Être visible dans un LLM ne se pilote pas comme un positionnement Google. Les sources citées ne sont pas les mêmes, la réponse change d’une heure à l’autre pour une question identique, et la mesure elle-même demande des outils que le métier n’avait pas il y a deux ans.
J’ai reçu Luca Fancello une heure pour rentrer dans le concret. Consultant SEO depuis 2014, il a fondé Qwairy, un outil de suivi de la visibilité des marques dans les modèles génératifs, ce qui lui donne quelque chose de rare dans ce débat : de la donnée. Voici ce qu’il en dit, et ce que j’en retiens.
Qui est Luca Fancello
Luca Fancello est consultant SEO depuis 2014, indépendant depuis six ans, et fondateur de l’outil Qwairy. Franco-italien, originaire des environs de Colmar et installé à Strasbourg, il est arrivé au référencement par un chemin inhabituel : il faisait Sciences Po quand son père, hôtelier-restaurateur, a cherché à améliorer la visibilité de son site WordPress.
Le déclic est venu plus tard, en aidant un oncle expert-comptable, quand celui-ci lui a dit recevoir des appels chaque semaine grâce à ce travail. Il a ensuite lancé une activité de vente de bière en ligne, un secteur où le coût du transport impose un coût d’acquisition faible, donc où le SEO n’est pas une option. Le site est devenu Brewnation, aujourd’hui l’un des médias les plus lus sur la dégustation de bière, et il continue de lui servir de bac à sable. Passage par Skyscanner comme responsable SEO d’un marché, puis retour à son compte.
Il publie aussi « La lettre du SEO », une astuce par semaine, plus de deux cents éditions au compteur, soit quatre ans de régularité. Son raisonnement sur ce format mérite d’être entendu par tous ceux qui misent tout sur LinkedIn : sur un réseau social, l’audience ne vous appartient pas.
Un détail que j’ai trouvé sain : il partage ses techniques publiquement, y compris quand ça se retourne contre lui.
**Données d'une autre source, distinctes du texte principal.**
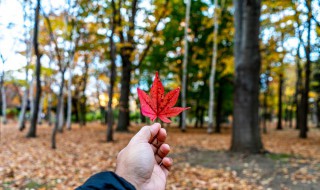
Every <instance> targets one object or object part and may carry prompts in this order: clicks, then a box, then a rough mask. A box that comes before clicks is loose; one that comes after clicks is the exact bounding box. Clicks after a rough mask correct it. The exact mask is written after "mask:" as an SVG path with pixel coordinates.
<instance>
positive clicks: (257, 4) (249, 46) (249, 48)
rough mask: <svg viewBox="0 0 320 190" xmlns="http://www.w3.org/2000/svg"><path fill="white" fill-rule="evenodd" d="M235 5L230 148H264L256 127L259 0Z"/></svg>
mask: <svg viewBox="0 0 320 190" xmlns="http://www.w3.org/2000/svg"><path fill="white" fill-rule="evenodd" d="M234 6H235V16H234V17H235V18H234V19H235V31H236V32H235V49H234V54H235V81H234V83H235V85H234V87H235V93H234V110H233V118H234V121H233V131H232V145H231V150H232V151H234V152H249V153H259V152H261V151H262V150H263V145H262V142H261V137H260V129H259V77H260V67H261V57H260V50H259V27H260V23H259V19H260V8H261V1H260V0H257V1H237V0H234Z"/></svg>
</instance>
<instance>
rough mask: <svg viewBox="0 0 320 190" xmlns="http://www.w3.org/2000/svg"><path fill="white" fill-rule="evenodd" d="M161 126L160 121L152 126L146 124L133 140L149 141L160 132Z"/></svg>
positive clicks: (141, 141)
mask: <svg viewBox="0 0 320 190" xmlns="http://www.w3.org/2000/svg"><path fill="white" fill-rule="evenodd" d="M160 128H161V126H160V124H159V123H154V124H153V125H151V126H144V127H142V128H141V129H140V131H139V132H138V133H137V134H136V135H135V136H134V137H133V138H132V140H131V141H139V142H149V141H151V140H152V139H153V138H154V137H155V136H156V135H157V134H158V133H159V131H160Z"/></svg>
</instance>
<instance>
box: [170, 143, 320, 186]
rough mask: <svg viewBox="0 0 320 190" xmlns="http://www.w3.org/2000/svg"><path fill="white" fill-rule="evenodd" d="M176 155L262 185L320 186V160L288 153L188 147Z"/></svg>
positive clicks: (195, 162)
mask: <svg viewBox="0 0 320 190" xmlns="http://www.w3.org/2000/svg"><path fill="white" fill-rule="evenodd" d="M174 158H176V159H178V160H179V161H181V162H186V163H189V164H190V165H191V166H201V167H205V168H213V169H222V170H224V171H226V172H227V171H231V172H232V173H233V174H234V175H235V176H237V177H239V178H241V179H244V180H245V181H247V182H249V183H251V184H255V185H257V186H262V187H263V189H268V188H271V189H293V190H294V189H296V190H301V189H305V190H309V189H310V190H318V189H320V162H318V161H317V160H313V159H305V158H296V157H292V156H290V155H287V154H266V155H244V154H236V153H230V152H226V151H210V150H200V149H197V148H192V147H188V148H186V149H185V152H182V153H179V154H174Z"/></svg>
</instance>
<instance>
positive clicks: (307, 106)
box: [299, 1, 312, 138]
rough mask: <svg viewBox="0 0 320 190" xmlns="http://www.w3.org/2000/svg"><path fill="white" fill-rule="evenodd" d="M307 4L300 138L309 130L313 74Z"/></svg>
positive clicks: (308, 3)
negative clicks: (309, 91)
mask: <svg viewBox="0 0 320 190" xmlns="http://www.w3.org/2000/svg"><path fill="white" fill-rule="evenodd" d="M306 6H307V7H308V10H309V14H308V20H307V24H308V35H307V46H306V47H305V53H306V65H305V81H304V82H305V83H304V88H303V90H302V98H301V118H300V123H301V125H300V134H299V137H300V138H307V132H308V112H309V91H310V74H311V60H310V53H311V18H312V14H311V4H310V1H306Z"/></svg>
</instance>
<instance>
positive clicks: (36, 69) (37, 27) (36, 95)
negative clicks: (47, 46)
mask: <svg viewBox="0 0 320 190" xmlns="http://www.w3.org/2000/svg"><path fill="white" fill-rule="evenodd" d="M40 3H41V2H40V0H37V7H36V10H35V22H34V35H33V47H34V53H35V55H36V57H37V60H36V70H35V76H36V97H35V99H34V108H33V113H32V118H31V125H30V128H29V132H28V134H27V137H29V138H30V137H31V138H33V137H36V130H37V120H38V112H39V104H40V98H41V79H40V74H41V62H40V58H41V55H40V52H39V46H38V45H39V44H38V30H39V11H40Z"/></svg>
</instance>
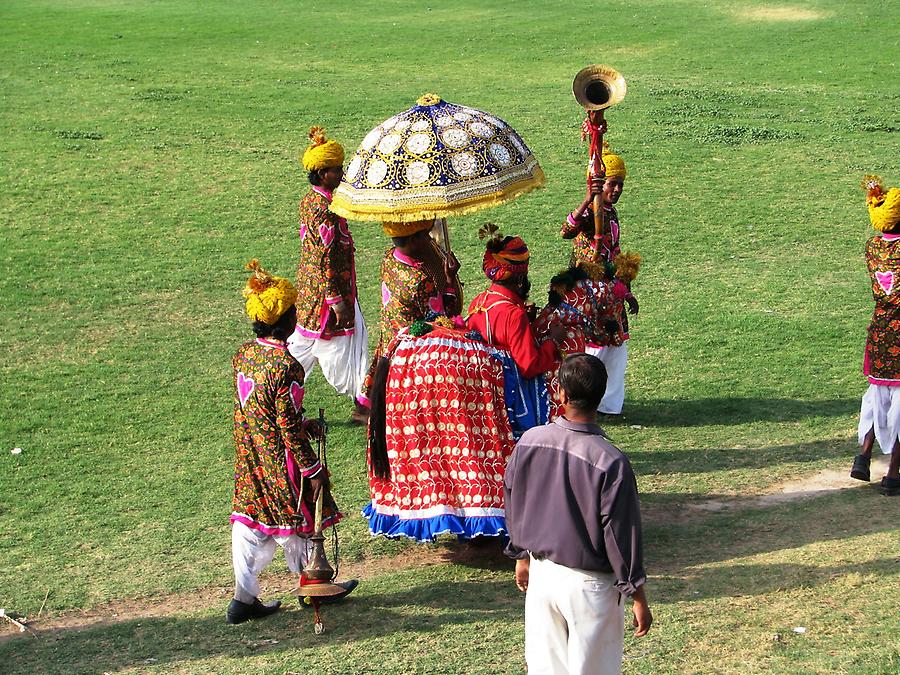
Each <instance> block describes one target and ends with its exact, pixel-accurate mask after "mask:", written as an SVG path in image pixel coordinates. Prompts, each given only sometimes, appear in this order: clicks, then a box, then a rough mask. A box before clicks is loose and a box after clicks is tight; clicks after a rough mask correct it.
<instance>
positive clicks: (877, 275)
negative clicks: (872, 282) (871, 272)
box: [875, 272, 894, 295]
mask: <svg viewBox="0 0 900 675" xmlns="http://www.w3.org/2000/svg"><path fill="white" fill-rule="evenodd" d="M875 279H876V280H877V281H878V285H879V286H881V288H882V289H883V290H884V292H885V293H887V294H888V295H890V294H891V289H892V288H893V287H894V273H893V272H875Z"/></svg>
Il a vu des concurrents reproduire ses pages d’affiliation trois jours après une publication. Son arbitrage est net : c’est le jeu, et ça lui évite d’exposer la donnée de ses clients.
6 % de sources communes entre ChatGPT et les Aperçus IA
Le chiffre le plus important de l’heure vient d’une étude menée avec les données de Qwairy : environ 6 % seulement des sources sont communes entre ChatGPT et les Aperçus IA de Google. Autrement dit, il n’y a plus de recouvrement significatif entre les deux.
La conséquence est stratégique. Pendant vingt ans, la règle tenait en une phrase : travaillez pour Google, Bing suivra. Cette logique de ruissellement n’existe plus. Se positionner dans ChatGPT et se positionner dans les Aperçus IA sont deux chantiers distincts, avec des sources différentes, et les Aperçus IA ne sont eux-mêmes pas tout à fait un LLM ni tout à fait un résultat Google classique.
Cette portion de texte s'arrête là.